The science behind presence of birthmarks claims that they are caused by an overgrowth or increased activity of tissues in the skin, including pigment cells, blood vessel cells or connective tissue cells.
It is quite frequent and usual that most people have the same birthmarks as their parents or siblings, because birthmarks are often genetic or inherited. While most birthmarks pose no harm and just make people look unique, a few of them may be a sign of an underlying condition or have long-term concerns of becoming malignant (or cancerous).
Infants who are born with a congenital mole are at a soared risk of developing a melanoma type of skin cancer when they get older. If your child has multiple congenital moles or a larger congenital mole, it is important that a dermatologist regularly evaluates the affected skin for changes.
Birthmarks are quite common. In fact, more than 10 percent of babies have these marks!
Medical Categorization of Birthmarks:
Some medical researchers claim that a build-up of cells that line the blood vessels of infants causes strawberry marks to occur which later develops into birthmarks. Some doctors believe that a tiny piece of placenta may become lodged inside the developing embryo very early on in the pregnancy. Furthermore, if damage occurs to the nerves that control the widening or narrowing of capillaries, there is a chance of port-wine stains, especially if the capillaries permanently widen in one area. Having said that, many experts believe that some proteins produced by the placenta during pregnancy may be linked to a higher chance of developing some types of birthmark.
Types of Birthmarks:
There are 2 broad categories of birthmarks:
- Vascular birthmarks. Vascular birthmarks are red or pink in color owing to their association with blood vessels. They form when blood vessels, that are present in or below the skin, don’t develop properly. This is what gives them their pink or red coloration.
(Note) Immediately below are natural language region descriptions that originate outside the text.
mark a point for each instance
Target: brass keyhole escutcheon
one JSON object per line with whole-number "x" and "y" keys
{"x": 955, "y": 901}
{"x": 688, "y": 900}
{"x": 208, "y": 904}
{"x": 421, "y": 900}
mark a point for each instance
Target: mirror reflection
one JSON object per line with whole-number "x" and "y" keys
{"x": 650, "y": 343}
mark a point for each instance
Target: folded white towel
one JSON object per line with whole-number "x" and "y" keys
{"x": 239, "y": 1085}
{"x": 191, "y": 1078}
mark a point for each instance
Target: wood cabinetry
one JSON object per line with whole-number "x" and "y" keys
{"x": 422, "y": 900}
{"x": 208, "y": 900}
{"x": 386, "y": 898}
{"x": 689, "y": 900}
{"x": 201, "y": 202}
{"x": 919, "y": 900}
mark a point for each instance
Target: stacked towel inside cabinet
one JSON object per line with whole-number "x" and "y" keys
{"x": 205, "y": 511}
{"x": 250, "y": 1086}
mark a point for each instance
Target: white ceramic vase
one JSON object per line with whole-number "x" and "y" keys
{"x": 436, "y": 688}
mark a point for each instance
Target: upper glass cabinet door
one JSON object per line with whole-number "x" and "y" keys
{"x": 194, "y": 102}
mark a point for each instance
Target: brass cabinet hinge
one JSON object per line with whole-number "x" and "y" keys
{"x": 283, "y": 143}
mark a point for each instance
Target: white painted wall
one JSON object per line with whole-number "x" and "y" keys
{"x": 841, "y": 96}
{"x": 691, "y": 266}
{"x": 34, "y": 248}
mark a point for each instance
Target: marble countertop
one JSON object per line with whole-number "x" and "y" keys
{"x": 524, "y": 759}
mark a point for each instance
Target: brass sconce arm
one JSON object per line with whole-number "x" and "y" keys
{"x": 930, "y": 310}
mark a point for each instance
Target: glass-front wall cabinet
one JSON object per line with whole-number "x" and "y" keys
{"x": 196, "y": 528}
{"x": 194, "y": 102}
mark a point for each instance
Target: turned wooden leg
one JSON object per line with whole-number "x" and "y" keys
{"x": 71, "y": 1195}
- Pigmented birthmarks. Pigmented birthmarks are brown, black or bluish in color as they occur due to pigment changes within the skin. They are formed when there is an increase in darker pigmentation of the skin. This can be due to an increase in pigment (melanin) in the area or the clumping of melanin-producing cells called melanocytes.
The occurrences of some birthmarks are more frequent than others. Birthmarks like haemangioma occur in 5-10 percent of new-borns. A stork mark is another common type of vascular birthmark. Other birthmarks occur less often. Port wine stains are rather rare, with an estimated incidence of 0.3 percent.
Having talked about the biological and scientific explanation behind occurrences of birthmarks, it is important to note that there are several superstitions and myths that are attached to the concept!
Moles were considered evidence of guilt during the Salen Witch Trials. The “maternal impression” myth suggests that if a woman experiences an especially strong emotion during pregnancy and touches a particular location on her body, her baby may be born with a birthmark on that part of her baby’s body. Freaky right?